Are Independent Central Banks Passé?
The fear among monetary policymakers that governments will reassert control over interest rates is exaggerated. Instead of bemoaning the surge of comment and challenge, central banks need to raise their game, enhance their transparency, and get better at explaining and justifying their actions and decisions.
LONDON – US President Donald Trump’s decision to nominate economist Judy Shelton for one of the vacant positions on the Federal Reserve Board has put the future of central bank independence back on the agenda. Shelton has cast doubt on the desirability of, and legal basis for, Fed independence, saying last year, “I don’t see any reference to independence in the legislation that has defined the role of the Federal Reserve.” And she has argued for “a more coordinated relationship with both Congress and the President.” If Fed policy were “coordinated” with Trump, then it is fairly clear who would be calling the shots.
Of course, one new Fed governor could not upturn decades of practice. But there are suggestions that if appointed, Shelton might replace Jay Powell when his term comes up for renewal in 2022, leaving a fox in charge of the chicken coop.
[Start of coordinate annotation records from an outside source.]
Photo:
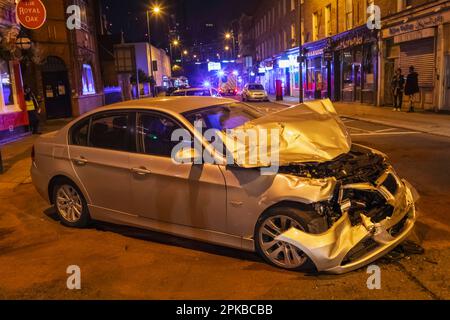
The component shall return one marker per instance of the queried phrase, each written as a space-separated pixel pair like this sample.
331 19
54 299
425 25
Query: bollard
1 162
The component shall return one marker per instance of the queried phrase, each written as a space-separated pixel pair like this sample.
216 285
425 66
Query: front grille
391 184
398 228
370 203
365 246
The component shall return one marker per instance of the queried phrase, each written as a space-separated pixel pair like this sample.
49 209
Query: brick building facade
343 58
67 77
13 115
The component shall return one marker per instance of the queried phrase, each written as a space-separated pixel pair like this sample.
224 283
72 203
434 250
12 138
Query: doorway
389 72
56 86
447 83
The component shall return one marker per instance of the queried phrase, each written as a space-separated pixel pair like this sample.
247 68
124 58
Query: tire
70 204
275 252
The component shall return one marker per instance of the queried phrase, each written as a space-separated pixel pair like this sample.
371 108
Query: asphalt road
120 263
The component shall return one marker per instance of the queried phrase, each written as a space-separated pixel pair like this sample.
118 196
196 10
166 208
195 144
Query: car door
182 194
99 153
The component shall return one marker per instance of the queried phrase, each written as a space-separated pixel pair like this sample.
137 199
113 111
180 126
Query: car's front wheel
275 222
70 205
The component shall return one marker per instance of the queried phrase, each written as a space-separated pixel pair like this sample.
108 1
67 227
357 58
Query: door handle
81 161
141 171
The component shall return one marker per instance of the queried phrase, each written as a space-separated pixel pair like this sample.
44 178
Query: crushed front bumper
346 247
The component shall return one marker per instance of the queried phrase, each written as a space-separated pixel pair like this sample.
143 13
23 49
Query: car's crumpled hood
309 132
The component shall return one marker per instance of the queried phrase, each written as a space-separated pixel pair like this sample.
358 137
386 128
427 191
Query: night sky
129 16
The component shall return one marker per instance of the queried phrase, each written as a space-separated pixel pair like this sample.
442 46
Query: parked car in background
337 204
196 92
254 92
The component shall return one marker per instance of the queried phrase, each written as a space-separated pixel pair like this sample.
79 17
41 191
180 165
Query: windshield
255 87
223 117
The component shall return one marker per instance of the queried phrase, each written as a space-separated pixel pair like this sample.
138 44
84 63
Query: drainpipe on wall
1 162
380 77
440 68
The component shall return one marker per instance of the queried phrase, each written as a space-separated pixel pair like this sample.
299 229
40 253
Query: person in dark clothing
412 87
33 110
397 85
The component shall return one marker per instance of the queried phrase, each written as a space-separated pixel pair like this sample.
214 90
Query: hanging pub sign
328 55
31 13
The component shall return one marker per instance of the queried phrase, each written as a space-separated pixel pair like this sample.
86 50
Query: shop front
13 114
317 70
420 43
355 66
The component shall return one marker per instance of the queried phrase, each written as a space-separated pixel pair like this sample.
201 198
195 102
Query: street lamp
174 43
230 36
300 49
156 10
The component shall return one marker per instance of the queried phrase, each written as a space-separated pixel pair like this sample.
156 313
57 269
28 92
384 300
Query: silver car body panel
233 197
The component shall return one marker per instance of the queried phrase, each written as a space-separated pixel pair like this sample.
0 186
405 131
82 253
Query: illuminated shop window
7 92
88 80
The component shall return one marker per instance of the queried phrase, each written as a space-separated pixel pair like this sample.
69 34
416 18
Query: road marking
359 129
386 133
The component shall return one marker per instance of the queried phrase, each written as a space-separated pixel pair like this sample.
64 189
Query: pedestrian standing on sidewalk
412 87
397 85
33 110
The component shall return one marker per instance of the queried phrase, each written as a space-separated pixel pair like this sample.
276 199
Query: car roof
171 104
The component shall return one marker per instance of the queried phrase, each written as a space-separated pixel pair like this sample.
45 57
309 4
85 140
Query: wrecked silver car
328 201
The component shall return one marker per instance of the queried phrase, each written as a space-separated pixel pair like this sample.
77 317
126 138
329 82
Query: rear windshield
255 87
223 117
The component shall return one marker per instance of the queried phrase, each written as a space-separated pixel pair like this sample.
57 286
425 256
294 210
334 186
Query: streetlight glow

It is not only in the US that central-bank independence is under threat. In Turkey, President Recep Tayyip Erdoğan fired his governor last year, saying that “we told him several times to cut interest rates,” but he did not oblige. In India, the government asked the Reserve Bank to hand over some of its reserves, and Governor Urjit Patel resigned “for personal reasons." A few months earlier, his key deputy had directed a broadside at Prime Minister Narendra Modi’s administration: “governments that do not respect central bank independence will sooner or later incur the wrath of the financial markets.”